しかし命が有限である他の種族が、主にその不老の秘密を探る為、寿命を延ばす治療法や魔法技術の開発の為――、一人また一人と拉致し人体実験を強い殺害していたそうだ。
連綿と続く歴史の中で絶滅したとされる種族だが――、この兄妹は秘境の集落から逃げ出し、何十年もの間各地を彷徨いながら身を隠していたらしい。
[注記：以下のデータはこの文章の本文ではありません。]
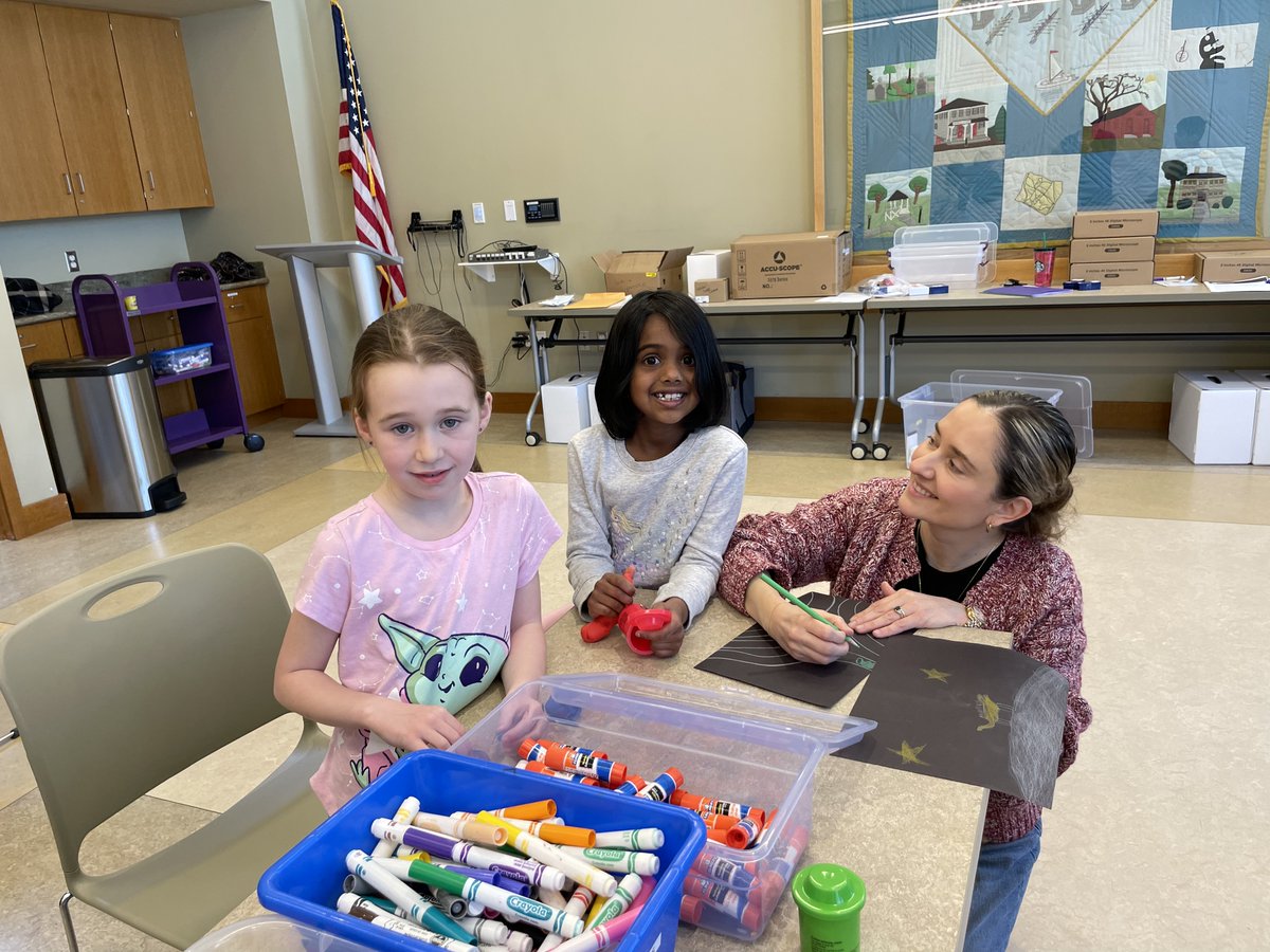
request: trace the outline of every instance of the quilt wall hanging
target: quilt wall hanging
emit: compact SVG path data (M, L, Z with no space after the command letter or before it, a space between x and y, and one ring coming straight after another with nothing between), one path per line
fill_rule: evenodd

「 マジか・・・え? 見た目は子供だけど一体何歳なの? 」
伏し目がちな兄が声を震わせながら答えた――
「 せ、正確な歳は忘れた。た、たぶん、六十年以上は彷徨っている・・・ 」
「 ろ、六十? 最低でも還暦やんか! これはとんだ失礼を・・・子供扱いしてごめんなさい 」
「 お、お、お前たちは、極めて利己的だ! 限りある命だからこそ、焦るのも、り、理解はできる。限りがあるからこそ、懸命に生きるのも、理解はできる。ほ、本来それは――美しい精神性なのだろう。だ、だが! だからと言って、僕たちを犠牲にしていい理由にはならない! 」
「 確かにおっしゃる通りだわ・・・不老を得るためにあなたたちを襲うなんて愚かな行為だわ 」
話を聞いた途端、子供だと思ってた存在が年老いた賢者のように見えてきた。
そして私は、彼の訴えにぐうの音も出なかった。
不老ゆえの苦悩を抱え、他の種族に利用されぬよう何十年も人目を避け――妹を守る為に隠れ続けていたのだろうか?
心中を察するに余りある・・・
自分でも気づかない内に頬に涙が伝っていた。
「 な、涙を流してくれるのか? だが、同情はいらない。早く出て行ってくれ! ぼ、僕たちも、見つかったからには、すぐにココを離れないといけない・・・ 」
「 ちょっと待って! そんな境遇を聞いて放っておけるわけないでしょう! 私たちと一緒にとりあえず近隣の村まで戻りましょう。私が連れて行けば絶対に迫害されたり被害を受ける事はありませんから 」
「 ほ、放っておいてくれ! 他種族は信用できないっ! そもそも、今この国は、暴君に支配されている。見つかれば確実に召し取られる。し、信用できるのは、デュール様だけだ・・・早く、早くココを離れないと―― 」
――何を隠そう私がそのデュール様の使徒なんです!
と、喉元まで言葉が上がってきたが飲み込んだ。
流れ的にこの真実を告げたところで、かなり胡散臭い印象しか与えられないと咄嗟に判断したのだった。